細胞は、細胞膜によって自身と外界を隔てています。その膜上に組み込まれたタンパク質(膜タンパク質)は、外界からの物質の取り込み、排出、情報伝達、エネルギー合成といった重要な機能を担っています。それら膜タンパク質の分子機構の詳細な解明には、立体構造が不可欠といえます。しかしながら, 疎水性領域に富んだ膜タンパク質は, 試料調製などの問題から, 一般的に立体構造決定は困難とされ、膜タンパク質の分子基盤の詳細な理解は, 近年、徐々に進展しつつあるものの、未だ限られた状況にあります。当研究室では、構造生物学にとっていまだ「開拓地」といえる膜タンパク質の分野を研究テーマの一角とし、徐々に成果を上げつつあります。

イオン輸送体

transporter1_tp4.gif

細胞は、金属イオン等、化学物質の外界環境からの取り込み・排出を厳密に制御しており、その機能は、生体膜に埋め込まれた輸送体タンパク質によって担われています。膜輸送体の遺伝子は全遺伝子数の10%にものぼることからも、その重要性がうかがわれます。 この輸送体が機能するメカニズムを解明するためには,その機能の本体である輸送の機構, 輸送する基質の識別機構,輸送の制御機構,3点を理解する必要があります.濡木研究室では,輸送体についてこれらを構造面から理解することを目的とし,現在、マグネシウム輸送体MgtEをはじめとして、主にイオン輸送体についてのX線結晶構造解析を行っています.

タンパク質膜透過・膜組込み機構の解明

 細胞質にて新規に合成されたタンパク質の膜を越えての輸送や膜への組込みは,すべての生物に共通した基本的な細胞機能の一つです。

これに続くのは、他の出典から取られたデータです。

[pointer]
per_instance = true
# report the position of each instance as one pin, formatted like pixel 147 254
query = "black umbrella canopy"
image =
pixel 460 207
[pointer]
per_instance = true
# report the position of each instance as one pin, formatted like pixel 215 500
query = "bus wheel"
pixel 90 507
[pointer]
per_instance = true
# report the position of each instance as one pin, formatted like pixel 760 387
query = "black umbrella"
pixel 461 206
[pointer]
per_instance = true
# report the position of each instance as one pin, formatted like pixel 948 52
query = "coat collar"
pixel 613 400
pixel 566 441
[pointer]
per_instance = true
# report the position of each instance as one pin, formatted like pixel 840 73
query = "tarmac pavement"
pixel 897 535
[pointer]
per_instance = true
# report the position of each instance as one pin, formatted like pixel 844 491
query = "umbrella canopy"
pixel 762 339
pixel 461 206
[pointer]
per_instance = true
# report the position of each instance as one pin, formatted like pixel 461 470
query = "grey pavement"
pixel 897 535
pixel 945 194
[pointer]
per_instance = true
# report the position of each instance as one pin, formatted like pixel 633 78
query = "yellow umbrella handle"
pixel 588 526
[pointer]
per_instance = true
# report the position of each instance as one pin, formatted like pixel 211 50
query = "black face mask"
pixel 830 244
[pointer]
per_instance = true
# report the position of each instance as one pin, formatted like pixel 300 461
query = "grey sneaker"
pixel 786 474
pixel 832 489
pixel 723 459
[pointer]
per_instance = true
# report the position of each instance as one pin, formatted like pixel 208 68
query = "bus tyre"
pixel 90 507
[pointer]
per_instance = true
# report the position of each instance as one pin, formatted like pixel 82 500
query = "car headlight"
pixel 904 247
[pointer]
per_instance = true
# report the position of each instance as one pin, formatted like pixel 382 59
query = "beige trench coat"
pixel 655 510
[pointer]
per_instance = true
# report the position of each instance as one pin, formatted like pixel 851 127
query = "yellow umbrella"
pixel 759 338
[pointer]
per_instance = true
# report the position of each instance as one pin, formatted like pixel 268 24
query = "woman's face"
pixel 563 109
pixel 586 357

イオンや小分子の透過も許さない膜透過壁能を維持したままで,タンパク質という巨大な分子を膜透過,膜組込みさせる装置として,生体膜には Sec トランスロコン複合体(真核細胞では Sec61 複合体; 真正細菌では SecY 複合体)が存在しています。トランスロコンの駆動メカニズムは遺伝学・生化学的手法によって研究が進められ,Sec 複合体が緻密かつダイナミックな構造変化によって基質タンパク質を膜透過・膜組込みさせていることが解明されてきていますが,未だその詳細な分子機構の理解には至っていません。濡木研究室では,Sec 膜タンパク質群の構造を決定することによって,Sec トランスロコンマシーナリーの構造学的基盤を構築し,タンパク質の膜透過・膜組込み機構の解明を目指しています。